これは都市計画道路が決定されてからずいぶんと(60年もたっているものもあります)時間がたってしまい、その道路に該当する住民の方々には不便を掛けているのではないかと言うところから見直し作業が始まりました。以下、資料をご報告します。
甲府市都市計画道路網図をご参照ください。

第3段階 見直し候補路線の選定

(1)整備の必要性の検証

各路線(区間)の評価は、都市計画道路が本来備えるべき ①交通機能、②都市環境機能、③都市防災機能、④収容空間機能、⑤市街地形成機能の5つの機能面から、11指標についてチェックした上で、「路線の必要性」と「幅員の必要性」の2つの視点で評価します。

整備の必要性検証フロー
整備の必要性検証フロー

1)路線の必要性

 路線としての必要性は、整備の必要性にかかわる11指標について、1つでも該当する項目がある場合は基本的に路線としての必要性が高い区間と位置付けます。
 但し、該当しない路線(区間)においても、路線の連続性や地域の状況より総合的に検証を行った上で、必要性について判断します。
 上記の検証を行った結果、路線としての必要性が低いと判断される区間については「見直し(廃止)候補路線」とし、路線としての必要性が高いと判断される区間については、次の段階として、「幅員の必要性」のチェックに進みます。

整備の必要性指標
選定の観点指標(案)
交通機能 道路ネットワークを形成する観点からの位置づけが為されている路線 上位計画(山梨県都市計画区域マスタープラン、甲府市都市計画マスタープラン、甲府都市圏総合交通体系調査、甲府市総合計画、甲府市都市計画道路整備プログラム)における位置づけがある。
インターチェンジなどの主要交通拠点から、甲府駅、市役所等周辺の拠点地域へのアクセス路となる。
渋滞緩和路線としての位置づけが為されている路線 道路交通センサスで混雑度が1.25以上の路線・区間(国県道)と並行しているか現道が拡幅される。且つ交差点改良などの渋滞対策の計画がなく、改善の見込みがない。
生活関連性の高い道路として位置づけが為されている路線 学校、病院、商店街、駅、公園など歩行者利用が比較的多いと考えられる施設の主要な出入口が沿道に面している。
中心市街地活性化計画の対象区域内にあり、自転車・歩行者の快適な空間確保の必要性が高い。
路線バス、病院バス、甲府シティシャトル(レトボン)等の公共交通機関の通行に供している。
都市環境機能 都市環境保全・改善の観点から機能を有している路線 甲府市都市計画マスタープランの景観形成の方針の中で、計画的な街路景観を形成すべき主要幹線道路と位置づけられている。
都市防災機能 現況の都市防災機能を補完、強化または振り替えられる路線 甲府市地域防災計画において緊急輸送路に指定されているもしくは避難所・備蓄倉庫が沿道にある。
木造密集住宅地等、災害時の危険性の高い区域における緊急車両の通行等に効果がある。
収容空間機能 都市に必要な収容空間として将来的に位置づけが為されている路線 電線類の地中化計画、共同溝の整備計画、路面電車・LRT等の導入計画がある。
市街地形成機能 土地利用を支援する位置づけが為されている路線 市街地再開発事業、土地区画整理事業実施区域などを通過しているもしくは主要アクセスとなる。

■路線の必要性の検証結果
 路線の必要性について検証を行ったところ、どの指標にも該当せず、必要性が低いと判断されるのは、和戸町山宮島上条線(区間④)、中小河原築地新居線(区間②)、大手二丁目北新線(区間①②)、千塚三丁目羽黒町線の4路線・5区間でした。
以下に検証結果の一覧を、次ページ以降に各指標の検証図を示します。
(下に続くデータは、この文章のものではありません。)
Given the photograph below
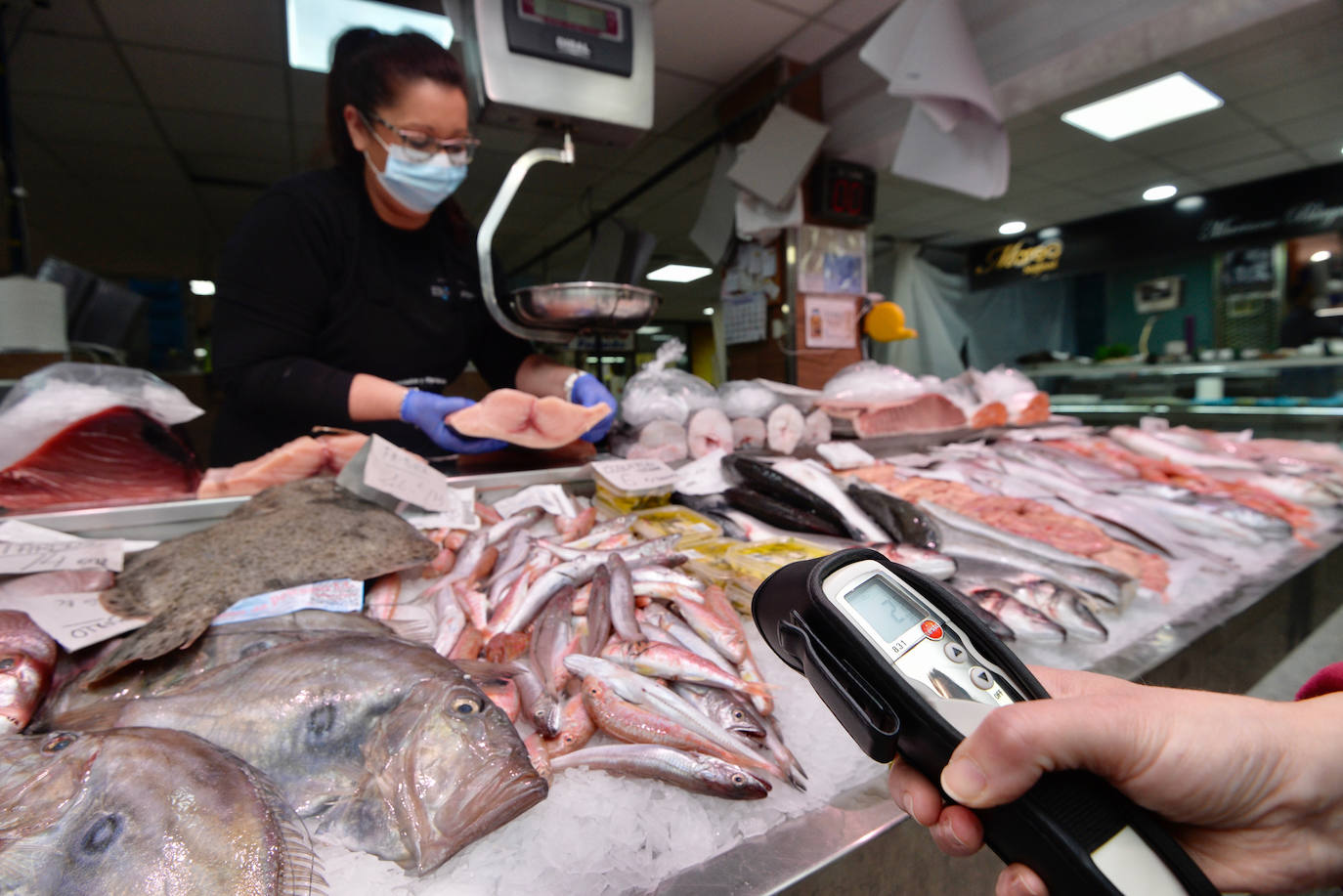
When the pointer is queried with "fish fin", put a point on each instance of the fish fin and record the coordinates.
(160, 635)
(検証図は掲載を略しました)

指標⑨:木造密集住宅地等、災害時の危険性の高い区域における緊急車両の通行等に効果がある。
※国土交通省において、「地震時等において大規模な火災の可能性があり重点的に改善すべき密集市街地」を抽出した際の条件は「80戸/ha以上の住宅が密集する一団の市街地であり、耐火に関する性能が低い住宅が大半(木造率2/3以上)であること」だが、甲府市内では、この両方の条件に該当する地区はなかった。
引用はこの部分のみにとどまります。